The team of undergraduates, led by Dr Jonathan Finch in partnership with York Archaeological Trust, have already discovered a wealth of artefacts.

They include a pre-historic flint arrowhead, a range of ceramics dating from the Medieval period to the 18th century, decorative glassware and wine bottle fragments and a 15th century coin.

Gawthorpe, built in the 13th century by the Gascoigne family, was purchased in 1738 by Henry Lascelles, a wealthy trader with business interests in the West Indies.

Dr Finch, who travelled to Barbados last month with a team from the university to investigate the old Lascelles plantations, said: “As well as providing a much longer history of Harewood that stretches thousands of years back, the archaeology will give us a unique insight into the impact the Caribbean sugar industry and slavery had - not just on the fortunes of the Lascelles family, but on English landscape and society more than 200 years ago.”

a photo of an archaeological dig
Student archaeologists at Harewood
Gawthorpe was demolished by 1773 after the Lascelles moved to the newly built Harewood House, which is still owned by the family today.

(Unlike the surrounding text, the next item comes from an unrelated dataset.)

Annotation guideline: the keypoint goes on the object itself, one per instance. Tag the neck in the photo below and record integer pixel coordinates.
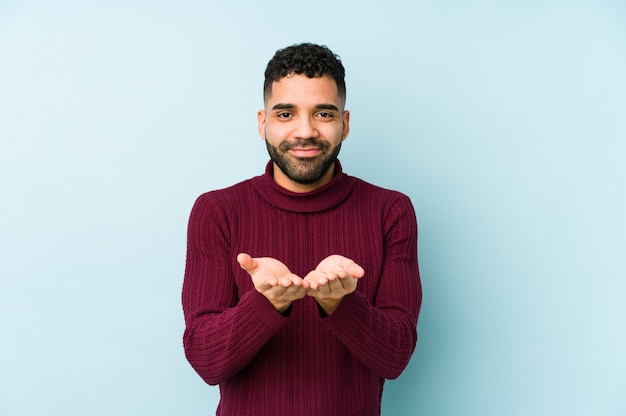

Its remnants were covered with turf and became part of Harewood House’s gardens, designed by Lancelot “Capability” Brown.  

David Lascelles, the 7th Earl of Harewood, said: “So much of what we know of Harewood’s history focuses on Harewood House and who has lived there.

“The excavation being done by the University of York students is helping to fill some of the gaps of that earlier history and – we all hope – answer some of the questions about Gawthorpe.”

The dig will be a feature of Harewood’s Medieval Festival on July 16-17, when visitors can attend workshops, lectures and public tours of the excavation.

School groups can also book to explore the excavation, talk to archaeologists and do some digging themselves.